His dark sense of humour never left him and every time he heard the sirens of an emergency vehicle going past he wondered if this might be his opportunity to get his spare part. I was torn between being desperate for him to have his operation and the horror of knowing that an otherwise healthy person would need to die for it to happen.
“He seemed to improve and said he felt well. We took our dog for a country walk one day and he wondered if there’d been a mistake and he didn’t need this operation – I told him to speak to the doctors on his next hospital appointment later that week.
“Two days later I came home from work and found him face down on our living room floor.

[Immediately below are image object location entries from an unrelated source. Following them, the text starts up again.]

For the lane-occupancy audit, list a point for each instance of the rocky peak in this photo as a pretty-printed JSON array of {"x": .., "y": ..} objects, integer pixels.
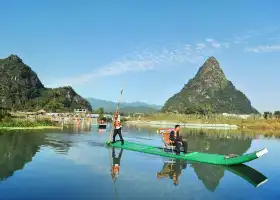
[
  {"x": 14, "y": 58},
  {"x": 211, "y": 75},
  {"x": 209, "y": 91}
]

“He’d had a massive heart attack and I was told later that he was probably dead before he hit the ground. It was January 25, Burns night, a celebration that my Scottish husband always loved. “I had never even considered that Jimmy wouldn’t live long enough to have the operation. I had thought about what might happen if the transplant wasn’t as successful as it could have been but not that he would die before he got his chance of a new life. Later, I was told that about a quarter of people die whilst waiting, but of course this is isn’t the kind of news that patients want to hear so it wasn’t really discussed in the hospital. “The day after his death I was shocked to be called by the hospital and asked if I would consent to tissue from Jimmy being used to transplant into other people. That was a dreadful thing to be asked – I had to agree of course, but I did feel as if he had been let down by the transplant system which now wanted to use him as a resource. It was the right decision of course, but very painful at the time.
“If more people could make that awful decision then lives could be saved or debilitating illnesses relieved – but it needs people to be incredibly brave at the most terrible moment in their lives.
“The alternative is healthy organs going into the crematorium and perhaps somebody else dying on the waiting list.
“It’s brought it all back writing this – but if it raises awareness then it will be worthwhile.”